Finding itself in a highly embarrassing position vis-à-vis Berlin, Washington increased its pressure on Qatar to supply Germany with LNG through the US company ConocoPhillips and signed two 15-year agreements recently. With a total supply of up to 2 million tons (about 2.8 billion cubic meters) a year, LNG will be shipped from 2026 to the future German LNG terminal in Brunsbüttel, Germany. However, despite Germany continuing to refuse to sign long-term gas contracts, the agreement in question is still a long-term one, although in this case the gas will be traded by a US company on the German market. However, it is noteworthy that, first, the gas will not be delivered for another 4-5 years until Germany has built the necessary capacity to receive and process LNG. Second, the announced annual gas supply of 2 million tons corresponds to just 3% of Germany’s pre-crisis gas needs and is exactly the same amount that was previously supplied to the German market via Nord Stream in just 15 days. The heavily promoted deal by Washington is therefore little more than a PR stunt to convince the Western public of the alleged “power of Biden to secure Doha’s gas deal with Berlin.” It has been glossed over that Germany does not have the right to divert gas to other markets on its own under this deal, and that Berlin will buy it through the Americans, at a higher price.

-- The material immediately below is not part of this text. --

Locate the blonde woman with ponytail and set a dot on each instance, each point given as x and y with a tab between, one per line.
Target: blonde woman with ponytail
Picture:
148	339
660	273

Nor does Washington promote the kind of concessions it was forced to make in order to get Doha to agree to an agreement to supply Germany with additional gas from 2026. And the price for this was the US Department of State’s approval of the possible sale to Qatar of the FS-LIDS drone countermeasures system and other equipment worth $1 billion, as well as a promise to favorably consider Doha’s request, made over a year ago, for the supply of four US MQ-9B Predator attack drones for $600 million to strengthen the emirate’s own defense capabilities. This decision by the US Department of State is noteworthy because a number of US lawmakers have previously spoken out against arms sales to Qatar in connection with its recent conflict with neighboring Persian Gulf countries.

Although Washington has made some concessions with regard to Doha, while continuing to manipulate international public opinion on Qatar during the 2022 FIFA World Cup, it clearly intends to secure the emirate’s loyalty with regard to substituting Russian gas for the European market “to save its face.” This becomes particularly relevant for the White House today amid Europe’s awareness of the United States’ double game and its role in the EU’s energy and economic crisis, and growing criticism of US policy.